Dr.セキュリティ®

脆弱性診断のやり方③
情報家電/IoT

この記事を書いた人

Dr.セキュリティ®
代表技術者 冨田 圭介

DFプロ認定資格保有
① CDFP-B(基礎資格)
② CDFP-P(実務者資格)
脆弱性診断士資格保有
冨田 圭介

3種類の方法をご紹介

IoT等に対するスーパー簡易的な脆弱性診断のやり方として、当記事では下記の2つの方法をご紹介します。

  • ①【素人向け】表層解析(脆弱性情報の検索)
  • ②【エンジニア向け】ポートスキャン(不意のポート開放の確認)
  • ③【素人・エンジニア共通】クラウドの確認
上記①・②・③は確認できる内容がそれぞれ異なります。①表層解析では「製品自体の脆弱性」を確認でき、②ポートスキャンでは「余計な機能による脆弱性」を確認できます。

またIoT等はクラウドと連携しているものも多く、その場合は機器自体だけでなくクラウドの脆弱性も強く影響しますので、クラウドのセキュリティ状態のチェックも必要です。このようにそれぞれで確認できる脆弱性の性質が異なりますので、どれか一つではなく全てを実行すると良いです。

ただし②ポートスキャンにはある程度のネットワークに関する知識が必要ですし、ポートを管理したことが無い人がスキャン結果を見てもチンプンカンプンで混乱するだけだと思います。そのため、「私は素人だ」という自覚がある人は①と③のみとする方が良く、そうではないエンジニアの方(ポートやファイアウォールのことを理解している)は、②ポートスキャンもお試し頂くと良いです。

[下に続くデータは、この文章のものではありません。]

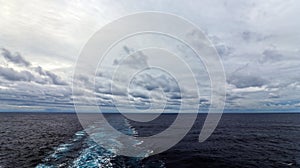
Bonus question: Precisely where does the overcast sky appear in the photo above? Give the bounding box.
[0,0,300,112]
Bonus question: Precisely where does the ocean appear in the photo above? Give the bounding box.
[0,113,299,168]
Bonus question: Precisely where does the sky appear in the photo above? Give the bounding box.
[0,0,300,112]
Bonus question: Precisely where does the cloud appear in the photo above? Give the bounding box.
[129,89,149,99]
[265,101,298,108]
[0,49,71,111]
[0,48,67,85]
[241,31,272,43]
[0,80,73,111]
[113,46,149,69]
[44,70,67,85]
[259,48,283,64]
[1,48,31,66]
[0,66,66,85]
[130,73,180,93]
[227,74,268,89]
[1,1,300,111]
[93,55,202,110]
[226,93,244,101]
[0,67,34,82]
[268,93,280,99]
[227,62,268,90]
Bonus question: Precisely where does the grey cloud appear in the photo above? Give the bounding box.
[129,89,149,99]
[96,80,127,97]
[265,101,292,107]
[169,92,181,100]
[0,67,34,82]
[113,46,148,69]
[123,46,134,54]
[209,35,234,58]
[1,48,31,66]
[226,94,244,101]
[228,62,268,89]
[228,74,268,88]
[95,68,188,109]
[44,71,67,85]
[225,93,244,107]
[268,93,280,99]
[130,73,181,96]
[0,81,72,111]
[259,48,283,64]
[34,65,67,85]
[199,98,210,107]
[0,48,73,110]
[0,48,67,85]
[215,44,234,58]
[241,31,272,42]
[199,98,209,103]
[110,86,127,97]
[34,66,47,76]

それでは以降で①②③それぞれのやり方をご説明します。

①【素人向け】表層解析(脆弱性情報の検索)

概要

IoT等の製品自体に脆弱性があるか否かを確認するために、脆弱性情報のデータベースを製品型番で検索してみる、という脆弱性診断の方法を説明します。
大まかな流れは次の通りです。

  1. IoT等の型番等の情報をメモする
  2. 脆弱性情報のデータベースを検索する
  3. 検索結果を確認する
  4. 検出漏れを防ぐためにWeb検索も併用する

Step.1 型番等の確認

  1. 型番(品番、モデル番号などと表示される場合もあります)
  2. ファームウェアの名前とバージョン
  3. アプリの名前とバージョン
型番は機器に刻印や印字されている、またはラベルが貼ってあることが多いかと思いますが、もしそのような物が見当たらない場合は製品パッケージや納品明細などでご確認ください。

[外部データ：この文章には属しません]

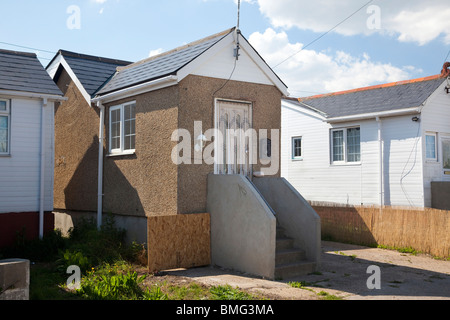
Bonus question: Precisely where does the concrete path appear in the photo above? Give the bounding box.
[166,241,450,300]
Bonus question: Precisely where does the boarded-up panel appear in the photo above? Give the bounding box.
[147,213,210,272]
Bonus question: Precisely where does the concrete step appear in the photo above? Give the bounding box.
[275,261,317,280]
[276,237,295,251]
[276,226,287,239]
[276,248,306,265]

次に、ファームウェアの名前とバージョンをご確認下さい。ただしそれらは確認できる製品とそうでないものがあります。製品の説明書の中で、製品の管理画面へのアクセス方法やアップデート方法が書かれてある場合にはファームウェア情報を確認できるはずですので、説明書を参考にしてファームウェア名とバージョンを探して下さい。もし説明書にそのような記載がなくファームウェア情報を見ることができない場合は、その情報の取得は保留して下さい。

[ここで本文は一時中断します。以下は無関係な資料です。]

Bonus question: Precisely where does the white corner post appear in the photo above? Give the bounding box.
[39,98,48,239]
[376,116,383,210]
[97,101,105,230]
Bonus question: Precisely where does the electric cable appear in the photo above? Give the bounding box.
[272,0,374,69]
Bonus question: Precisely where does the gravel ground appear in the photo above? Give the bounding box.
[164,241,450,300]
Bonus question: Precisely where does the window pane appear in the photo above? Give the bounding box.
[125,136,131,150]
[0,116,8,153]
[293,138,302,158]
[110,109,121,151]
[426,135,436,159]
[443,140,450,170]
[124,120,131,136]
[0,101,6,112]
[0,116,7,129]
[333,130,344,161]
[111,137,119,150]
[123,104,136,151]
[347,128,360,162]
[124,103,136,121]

最後にアプリに関して、IoT等をスマホアプリで設定・管理する形でご使用されていることも多いかと思います。その場合は、そのアプリ(以下では「管理アプリ」と言います)の名前とバージョンをご確認下さい。なお管理アプリを使用せずに運用している場合は、その名前とバージョンの確認は不要です。

Step2. JVN iPediaで検索

「JVN iPedia」とは、平たく言うと脆弱性の情報を無料で閲覧・検索できるサービスです。
【URL】https://jvndb.jvn.jp/

「脆弱性対策情報データベース検索」という部分(下の画像の赤枠部分)に、Step1でメモした型番やアプリ名で検索すると、当該製品の脆弱性がJVNに登録されているか否かを確認できます。

Step3. JVNの検索結果を確認


上の画像のように、検索結果に「該当するデータがありません。」と表示された場合は、JVNのデータベースには当該製品の脆弱性情報が登録されていないことを示しています。この場合は「製品自体の脆弱性」は問題無さそうだと判断できますが、しかしこの段階ではまだ断定しません。(後述のStep4でもう少し検索してみます)

続いて、製品自体に脆弱性がある場合の例をご紹介します。

上の画像のように、検索結果に当該製品が表示される場合は、製品自体に脆弱性があることを示しています。
先頭列の「JVNDB-」で始まるリンク部分をクリックすると、その脆弱性の情報を閲覧できます。


上の画像は脆弱性情報の中にある、「影響を受けるシステム」の項目の部分です。
ファームウェアのバージョンが「1.87.00」のものが該当すると書かれてあります。
この例ではバージョンの値が固定でしたが、次のように範囲が示されることも多くあります。
【例1】 1.23.40およびそれ以前(補足:1.23.40より古いものは全て該当)
【例2】 1.22.33 から 1.33.44

Step1でメモしたファームウェアバージョンが上記のバージョン以前のものである場合は「脆弱性がある」と判断し、それよりも新しい場合は「脆弱性は無い」と判断します。
もしStep1でファームウェアバージョンが確認できなかった場合には、ここでは判断しようがありませんので、メーカーのサポートにお問い合わせ下さい。

【重要】けっこう間違えがちなこと

下記の2つのバージョンは、どちらが新しいバージョンですか?

  • 1.23.4
  • 1.5.67
この問いに対して、「1.5.67」と答える人が結構います。
それは誤りです。
正解は、1.23.4の方が新しいバージョンです。

間違える理由は、ピリオドを無視して連続する数値だと解釈しているからです。算数のように「左側が大きい桁で、右に向かって10の位が下がっていく。」というように解釈すると誤った答えとなります。
  • 1234
  • 1567
こう見ると1567の方が数値が大きいから、1.5.67の方が新しいバージョンだ、というように間違えてしまうわけです。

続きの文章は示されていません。